Content teams will no longer write solely for human readers or search crawlers. They will write for the "machine consumer." If your brand guidelines aren’t structured in a way that an agent can ingest and reason upon, you are essentially forfeiting control over your brand’s AI identity.

The "Blender" Analogy

Frankle uses the image of a blender sitting unplugged in a kitchen to describe the current state of AI. We have the appliance, and we have the ingredients, but we haven’t plugged it into the wall of disciplined software engineering. The transition from "cool demo" to "enterprise necessity" requires:

  • Predictable Editing: The ability to change how a model behaves without retraining the entire system.
  • Verification: A system that proves the model met the user’s requirements.
  • Composable Tools: Small, modular agents that perform specific tasks rather than one monolithic "oracle" that tries to do everything.

VI. Conclusion: A Return to First Principles

Despite the exponential growth of the field, Frankle’s value system remains anchored in the same principles that defined his early work. He is less interested in the hype surrounding "AGI" and more interested in the mundane, difficult work of experiment design.

His advice to the industry is clear:

  1. Measure what success looks like before you touch the model.
  2. Start small. Complexity is the enemy of reliability.
  3. Ignore the leaderboards.
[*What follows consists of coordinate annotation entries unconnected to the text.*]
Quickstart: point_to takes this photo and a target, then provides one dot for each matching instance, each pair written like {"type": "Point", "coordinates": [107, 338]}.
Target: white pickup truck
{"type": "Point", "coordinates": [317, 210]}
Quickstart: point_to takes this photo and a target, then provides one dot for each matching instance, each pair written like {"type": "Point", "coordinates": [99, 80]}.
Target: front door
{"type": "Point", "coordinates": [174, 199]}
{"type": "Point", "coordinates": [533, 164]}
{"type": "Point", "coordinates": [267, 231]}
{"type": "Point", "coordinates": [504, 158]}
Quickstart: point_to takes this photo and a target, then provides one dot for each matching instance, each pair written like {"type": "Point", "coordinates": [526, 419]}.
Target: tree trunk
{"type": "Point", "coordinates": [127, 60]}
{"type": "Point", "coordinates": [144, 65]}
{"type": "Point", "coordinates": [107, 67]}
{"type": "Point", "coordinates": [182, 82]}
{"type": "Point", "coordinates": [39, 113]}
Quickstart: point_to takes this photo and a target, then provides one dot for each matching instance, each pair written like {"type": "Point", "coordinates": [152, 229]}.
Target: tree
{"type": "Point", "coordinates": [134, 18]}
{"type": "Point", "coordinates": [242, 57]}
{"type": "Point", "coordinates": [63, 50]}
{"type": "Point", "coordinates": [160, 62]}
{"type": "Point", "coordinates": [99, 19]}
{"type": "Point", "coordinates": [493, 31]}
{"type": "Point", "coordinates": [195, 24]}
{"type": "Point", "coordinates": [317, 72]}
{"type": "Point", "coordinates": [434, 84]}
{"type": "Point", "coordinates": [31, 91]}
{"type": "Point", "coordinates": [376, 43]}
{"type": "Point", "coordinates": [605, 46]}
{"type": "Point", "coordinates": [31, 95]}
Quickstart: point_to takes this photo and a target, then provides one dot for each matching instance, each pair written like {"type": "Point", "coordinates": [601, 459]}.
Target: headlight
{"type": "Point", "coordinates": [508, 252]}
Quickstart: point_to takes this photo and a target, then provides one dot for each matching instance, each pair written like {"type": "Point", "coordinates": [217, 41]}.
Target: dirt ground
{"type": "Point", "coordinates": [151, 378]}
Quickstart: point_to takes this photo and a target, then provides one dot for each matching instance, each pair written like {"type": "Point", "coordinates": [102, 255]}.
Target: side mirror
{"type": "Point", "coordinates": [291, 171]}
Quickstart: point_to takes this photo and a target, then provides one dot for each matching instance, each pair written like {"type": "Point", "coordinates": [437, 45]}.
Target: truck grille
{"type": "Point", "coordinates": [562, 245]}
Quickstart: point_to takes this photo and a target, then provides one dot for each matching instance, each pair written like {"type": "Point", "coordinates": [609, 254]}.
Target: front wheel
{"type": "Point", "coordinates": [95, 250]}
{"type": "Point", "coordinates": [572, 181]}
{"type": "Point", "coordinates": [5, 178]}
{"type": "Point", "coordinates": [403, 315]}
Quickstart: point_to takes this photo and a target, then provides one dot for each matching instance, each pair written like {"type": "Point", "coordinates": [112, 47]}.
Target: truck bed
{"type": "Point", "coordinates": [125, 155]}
Academic scores rarely correlate with the messy, nuanced reality of business application.

As we move forward, the winners will not necessarily be those with the largest models, but those who successfully build the "power lines." We must move beyond the "fusion" phase—where the sheer power of these models dazzles us—and into the "grid" phase, where we treat AI not as a miracle, but as a discipline. We have the intelligence; now, it is time to build the infrastructure that makes that intelligence truly useful.